Which way are we going? The stock market has revived, though it still is off a high in real terms. There's suddenly good news about housing demand, which is showing signs of life after six years of stagnation. Yet Federal Reserve Chairman Ben Bernanke warns that the package of fiscal cutbacks – the fiscal cliff, sequester, and other cuts – is set to reduce growth by 1.5 percentage points. He calls that "very significant" and adds that "job creation is slower than it would be otherwise." This is the key to where we are. New research from the Brookings Institution concludes that rising inequality in the United States is not something that will vanish with a real recovery. It is here to stay, a reflection of an increasingly calcified society and a whole crisis in itself.

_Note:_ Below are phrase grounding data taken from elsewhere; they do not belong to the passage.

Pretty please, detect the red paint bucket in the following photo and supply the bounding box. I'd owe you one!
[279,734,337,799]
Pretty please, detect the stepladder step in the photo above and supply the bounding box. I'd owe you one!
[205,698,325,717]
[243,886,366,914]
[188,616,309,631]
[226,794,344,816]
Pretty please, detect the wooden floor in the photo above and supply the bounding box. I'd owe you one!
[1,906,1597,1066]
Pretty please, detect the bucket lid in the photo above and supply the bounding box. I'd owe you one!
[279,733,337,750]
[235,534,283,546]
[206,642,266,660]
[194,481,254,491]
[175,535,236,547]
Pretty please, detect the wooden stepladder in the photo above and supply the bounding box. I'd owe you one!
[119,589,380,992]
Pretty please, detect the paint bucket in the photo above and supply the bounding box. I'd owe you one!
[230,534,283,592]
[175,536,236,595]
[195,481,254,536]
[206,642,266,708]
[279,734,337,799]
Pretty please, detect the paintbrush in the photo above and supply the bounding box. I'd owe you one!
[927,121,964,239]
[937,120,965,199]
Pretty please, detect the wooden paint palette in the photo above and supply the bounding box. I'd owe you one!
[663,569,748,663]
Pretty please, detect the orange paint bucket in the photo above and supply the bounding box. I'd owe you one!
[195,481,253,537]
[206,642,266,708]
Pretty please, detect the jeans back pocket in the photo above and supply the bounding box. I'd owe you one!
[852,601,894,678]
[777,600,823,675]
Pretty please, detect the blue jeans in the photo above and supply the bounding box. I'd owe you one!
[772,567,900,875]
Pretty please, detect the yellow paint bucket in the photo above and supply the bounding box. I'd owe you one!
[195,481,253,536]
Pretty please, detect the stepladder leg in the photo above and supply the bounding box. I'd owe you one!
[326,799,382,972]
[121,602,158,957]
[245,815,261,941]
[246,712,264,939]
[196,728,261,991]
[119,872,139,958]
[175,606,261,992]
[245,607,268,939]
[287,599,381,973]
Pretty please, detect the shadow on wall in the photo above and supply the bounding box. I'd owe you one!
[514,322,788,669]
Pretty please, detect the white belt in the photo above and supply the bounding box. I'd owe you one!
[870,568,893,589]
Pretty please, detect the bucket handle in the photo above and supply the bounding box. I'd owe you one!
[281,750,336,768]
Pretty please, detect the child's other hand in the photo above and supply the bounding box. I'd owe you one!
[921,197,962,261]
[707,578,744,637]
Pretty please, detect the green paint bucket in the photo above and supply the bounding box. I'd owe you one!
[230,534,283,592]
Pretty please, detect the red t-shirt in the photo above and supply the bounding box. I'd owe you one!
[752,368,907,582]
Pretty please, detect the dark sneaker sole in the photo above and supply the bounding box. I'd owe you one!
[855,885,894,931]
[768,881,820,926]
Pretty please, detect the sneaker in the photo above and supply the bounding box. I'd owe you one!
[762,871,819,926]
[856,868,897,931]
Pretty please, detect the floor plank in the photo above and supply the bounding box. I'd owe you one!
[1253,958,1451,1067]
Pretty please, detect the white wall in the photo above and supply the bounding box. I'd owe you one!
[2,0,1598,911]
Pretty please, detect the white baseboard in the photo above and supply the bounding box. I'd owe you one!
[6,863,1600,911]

The present phase of our Great Recession might be called the Grand Illusion, because all the happy talk and statistics that go with it, especially on the key indicator of jobs, give a rosier picture than the facts justify. We are not really advancing. We are, by comparison with earlier recessions, going backward. We have a $1.3 trillion budget deficit. And despite the most stimulative fiscal policy in our history and the most stimulative monetary policy, with a trillion-dollar expansion to our money supply, our economy over the last three years has been declining or stagnant. From growth in annual GDP of 2.4 percent 2010, we bumped down to only 1.8 percent in 2011 and were still down at 2.2 percent in 2012. The cumulative growth for the last 12 quarters was just 6.2 percent, less than half the 15.2 percent average after previous recessions over a similar period of time. It is the slowest growth rate of all the 11 post-World War II recessions.
What has gone wrong? There seems to be a weakness in the investment of private capital. Today, corporate spending on investments is the weakest it has been in six decades. The billions invested in the Internet, spreading its application and comingling the technology with labor, boosted multifactor productivity but, as David Rosenberg of wealth-management firm Gluskin Sheff points out, most of that occurred several years ago. As he has written, a capex-led business recovery that breeds sustained productivity growth and decent job creation is what underscores the best and longest economic expansions since the end of WWII.
Anemic growth looks likely to continue because of various downers implicit in Bernanke's caution. Sequestration will take $600 billion of government expenditures out of the economy over the next 10 years. Payroll taxes up 2 percent hit about 160 million workers and will drain $110 billion in aggregate demand. The Obama health care tax will be a $30 billion-plus drag. The surge in gasoline prices by some 50 cents recently may be temporary, as Bernanke suggests, but meanwhile represents another $65 billion of consumer cash flow. Conservatively, these nasties add up to roughly a 2 percent hit to baseline GDP growth when we are barely able to muster 2 percent growth.
Then there's housing. Yes, it is nice to see a surge in some areas. But millions of homes are owned by banks or are in the foreclosure process. The New York Times noted last week that the home where Bernanke was raised, in a small town in South Carolina whose unemployment rate was recently 15 percent, had just been foreclosed upon the last time he visited, and one of his relatives was unemployed. Talk about symbolism. Single-family home sales and starts are barely off their depressed levels, and have only recouped 17 percent of recession losses. The housing market is mostly driven by investor-based, rental-related, multifamily buying activity, reflected in the fact that multiple housing units have reversed more than 70 percent of the damage they sustained from the recession.
Our economy's most important player, the consumer, offers no relief from this cascade of downers. About 70 percent of national expenditures come from consumers, but their confidence level has dropped to only 58.6 percent. Restaurant traffic, one of the most reliable trend indicators, has slipped to a three-year low. In fact, the only reason that real consumer spending is not shown as contracting is because personal savings rates since November 2007 have declined from 6.4 percent to around 2.5 percent of incomes.
Still, can't we take comfort in headlines celebrating the decline in unemployment to 7.7 percent? Not really. If you add in all the unique categories of people not included in that number, such as "discouraged workers" no longer looking for a job, involuntary part-time workers, and others who are "marginally attached" to the labor force, the real unemployment rate is somewhere between 14 and 15 percent. No wonder it has been harder to find work during this recession than in previous downturns.